While in our study of UCAN on classical machines above, the decoherence-induced quantum noise in the environment corresponds, of course, to the bezel noise while the noisy output of the quantum processor corresponds to the noisy image, the quantum network’s architecture can be very different from that of a CNN. Nevertheless, if we can use our results for classical CNNs of above as guidance, we may speculate that a UCAN approach to machine-learned quantum error correction (as compared to the traditional, scripted approach to quantum error correction that works well at low noise levels) may also work well in the regime of relatively strong noise or strong decoherence. Nevertheless, the quantum neural network will of course itself have to possess suitably low noise levels and it should be very interesting to determine corresponding threshold theorems, see, e.g.,28.

For recent work on quantum machine learning and quantum neural network architectures, see, e.g.,29,30,31,32,33,34,35,36,37,38. It should be very interesting to determine which quantum neural network architectures are best suited for quantum UCAN applications, such as quantum machine-learned error correction.

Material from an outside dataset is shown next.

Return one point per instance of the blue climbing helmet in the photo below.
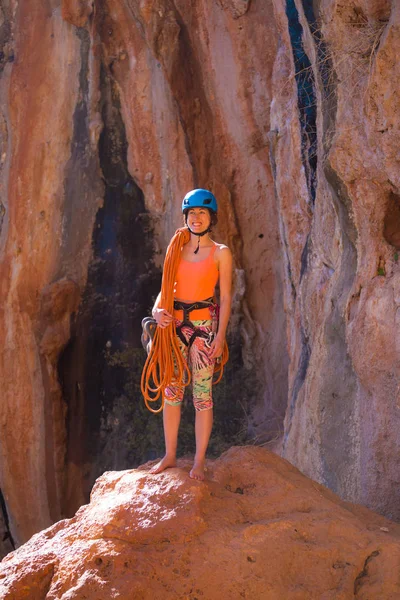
(199, 198)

In the near term, of particular interest are potential applications on noisy intermediate-scale quantum (NISQ)39 devices. These are devices whose number of physical qubits ranges from about 50, which is roughly the number of qubits that classical computers are able to simulate, into the hundreds, which is the number of qubits that is expected to be technologically feasible in the near to medium term. In principle, the application of quantum UCAN on NISQ devices, using gate-model neural networks, will require classical or, preferably, quantum access of the network to the auxiliary noise in the environment of the NISQ device that arises from the partial decoherence of its qubits. At present, experimental setups do not normally provide such access. In the meantime, a proof of principle of quantum UCAN can be pursued by logically tri-partitioning the set of physical qubits in an available NISQ device into one subset that represents the principal quantum processor, a second subset for the gate-model neural network and a third subset that models the environment. Work in this direction is in progress. Of particular relevance in this context are12,40,41,42,43,44,45,46,47,48,49,50,51,52.